Ruben’s paper is extremely important because it strikes at what is perhaps the major issue confronting gun law right now, i.e., the perceptions that individuals and communities hold about the social utility of guns; i.e., do guns protect or threaten public safety? Because even though Heller says that Americans have a ‘right’ to own a gun, on what basis can government limit that right, for example, the way that government limits free speech? After all, speech isn’t protected if you yell ‘fire’ in a crowded theater, so why should owning a gun be Constitutionally guaranteed if it is perceived that a community’s safety is threatened by a resident of that community whose house contains a gun?
This issue was addressed by Ruben with reference to Friedman v. Highland Park, where the Chicago suburb of Highland banned AR-15 rifles and large-capacity magazines because the law would “increase the public’s sense of safety,” even if the odds of a mass shooting occurring in the town were little to none. Although the case was appealed, notwithstanding a dissent from Thomas and Scalia, certiorari was denied because the town government had an interest in the public feeling safer, even if there was no evidentiary proof that the gun ban would actually make the community a safer place.
Ruben discusses examples of 1st Amendment cases where laws regulating speech were based not on actual damages caused by what someone said but the perceptions about how government viewed a certain kind of speech. But as for the 2nd Amendment, Ruben notes that other than allowing the ownership of a handgun in the home, 2nd-Amendment rulings based on perceptions is a wide-open field. Which means that the issue of gun ‘risk’ could possibly be used as a criteria for determining whether gun regulations are consonant with 2nd-Amendment ‘rights.’

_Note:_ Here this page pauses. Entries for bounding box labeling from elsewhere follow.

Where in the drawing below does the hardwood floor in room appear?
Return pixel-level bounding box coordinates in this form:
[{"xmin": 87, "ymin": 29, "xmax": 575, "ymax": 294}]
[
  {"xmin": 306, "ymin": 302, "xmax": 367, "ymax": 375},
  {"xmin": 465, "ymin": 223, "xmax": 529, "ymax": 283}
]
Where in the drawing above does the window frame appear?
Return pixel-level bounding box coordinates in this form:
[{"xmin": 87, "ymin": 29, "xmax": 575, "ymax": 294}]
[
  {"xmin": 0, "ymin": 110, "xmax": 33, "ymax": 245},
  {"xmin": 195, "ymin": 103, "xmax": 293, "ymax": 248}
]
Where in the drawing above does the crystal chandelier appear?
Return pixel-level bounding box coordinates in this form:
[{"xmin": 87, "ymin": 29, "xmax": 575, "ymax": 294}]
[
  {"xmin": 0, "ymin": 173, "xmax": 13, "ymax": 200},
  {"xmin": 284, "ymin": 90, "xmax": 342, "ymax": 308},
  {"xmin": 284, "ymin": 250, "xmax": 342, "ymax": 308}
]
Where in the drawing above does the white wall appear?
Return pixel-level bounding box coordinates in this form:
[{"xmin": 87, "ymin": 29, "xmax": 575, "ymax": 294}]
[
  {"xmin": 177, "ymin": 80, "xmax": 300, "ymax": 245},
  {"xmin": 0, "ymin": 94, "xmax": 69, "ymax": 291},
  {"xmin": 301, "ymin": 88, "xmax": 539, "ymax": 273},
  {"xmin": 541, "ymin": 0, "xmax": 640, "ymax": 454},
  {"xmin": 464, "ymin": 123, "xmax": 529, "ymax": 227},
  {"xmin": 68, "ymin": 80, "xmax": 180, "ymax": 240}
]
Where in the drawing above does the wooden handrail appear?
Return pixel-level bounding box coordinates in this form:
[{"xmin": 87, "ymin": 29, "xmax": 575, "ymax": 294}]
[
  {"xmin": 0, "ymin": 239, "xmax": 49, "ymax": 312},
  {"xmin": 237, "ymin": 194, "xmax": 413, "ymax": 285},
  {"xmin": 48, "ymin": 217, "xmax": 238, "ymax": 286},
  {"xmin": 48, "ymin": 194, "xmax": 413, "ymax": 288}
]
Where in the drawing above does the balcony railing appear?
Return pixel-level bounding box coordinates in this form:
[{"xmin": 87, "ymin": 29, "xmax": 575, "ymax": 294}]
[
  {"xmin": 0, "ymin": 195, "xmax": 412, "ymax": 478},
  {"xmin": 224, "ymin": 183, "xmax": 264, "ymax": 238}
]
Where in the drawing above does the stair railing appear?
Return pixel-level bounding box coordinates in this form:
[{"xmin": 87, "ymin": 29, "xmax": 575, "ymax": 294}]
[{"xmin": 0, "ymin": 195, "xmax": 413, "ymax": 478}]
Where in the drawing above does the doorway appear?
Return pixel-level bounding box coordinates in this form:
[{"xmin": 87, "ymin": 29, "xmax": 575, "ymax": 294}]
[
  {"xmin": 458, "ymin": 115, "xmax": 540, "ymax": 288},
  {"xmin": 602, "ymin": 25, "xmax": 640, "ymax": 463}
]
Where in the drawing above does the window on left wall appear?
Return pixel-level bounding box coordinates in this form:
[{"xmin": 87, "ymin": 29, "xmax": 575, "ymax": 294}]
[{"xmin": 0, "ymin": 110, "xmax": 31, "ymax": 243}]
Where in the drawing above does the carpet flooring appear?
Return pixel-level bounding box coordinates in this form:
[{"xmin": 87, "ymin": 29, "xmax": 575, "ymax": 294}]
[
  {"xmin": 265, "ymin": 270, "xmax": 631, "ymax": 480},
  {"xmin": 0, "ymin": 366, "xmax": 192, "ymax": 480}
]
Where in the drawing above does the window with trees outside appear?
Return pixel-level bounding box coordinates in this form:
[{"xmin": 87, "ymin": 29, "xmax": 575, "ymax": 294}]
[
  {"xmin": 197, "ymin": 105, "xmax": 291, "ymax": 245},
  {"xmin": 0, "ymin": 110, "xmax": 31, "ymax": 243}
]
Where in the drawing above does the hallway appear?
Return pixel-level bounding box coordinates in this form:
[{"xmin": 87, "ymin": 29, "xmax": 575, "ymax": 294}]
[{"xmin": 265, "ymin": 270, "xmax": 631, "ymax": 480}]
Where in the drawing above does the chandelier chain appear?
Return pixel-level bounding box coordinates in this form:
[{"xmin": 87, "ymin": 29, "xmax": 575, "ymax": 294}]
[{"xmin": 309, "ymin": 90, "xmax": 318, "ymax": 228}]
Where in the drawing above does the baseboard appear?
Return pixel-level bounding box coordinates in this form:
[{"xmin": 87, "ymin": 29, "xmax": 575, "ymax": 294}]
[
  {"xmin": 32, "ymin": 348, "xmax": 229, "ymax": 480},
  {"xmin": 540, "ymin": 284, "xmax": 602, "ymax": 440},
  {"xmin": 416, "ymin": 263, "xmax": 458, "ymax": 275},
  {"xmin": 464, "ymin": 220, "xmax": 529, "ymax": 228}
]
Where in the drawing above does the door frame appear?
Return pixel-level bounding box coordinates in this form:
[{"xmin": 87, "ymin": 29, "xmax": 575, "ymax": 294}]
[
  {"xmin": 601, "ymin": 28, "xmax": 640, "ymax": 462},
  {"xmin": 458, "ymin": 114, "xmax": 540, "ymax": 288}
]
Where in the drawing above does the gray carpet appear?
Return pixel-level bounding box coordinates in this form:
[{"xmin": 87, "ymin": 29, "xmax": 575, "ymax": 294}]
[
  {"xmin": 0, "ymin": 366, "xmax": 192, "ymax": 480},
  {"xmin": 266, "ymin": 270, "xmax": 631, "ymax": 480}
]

If you are concerned about reducing gun violence, the importance should not be understated regarding what Ruben has to say. Gun-nut Nation rests its entire strategy for weakening gun regulations on the idea that the risk from guns is mitigated because guns keep us ‘safe.’ Now in fact, there is absolutely no evidence which even hints that such an argument can be shown to have the slightest relationship to the truth. But here is where the perception issue as a rationale for regulation becomes somewhat sticky, because in a gun-owning community the residents might want their perceptions that guns keep them safe (as opposed to representing a risk) to be protected under statute as well. But if the issue ended up in Court, we might get a more evidence-based discussion than what we currently hear from the NRA.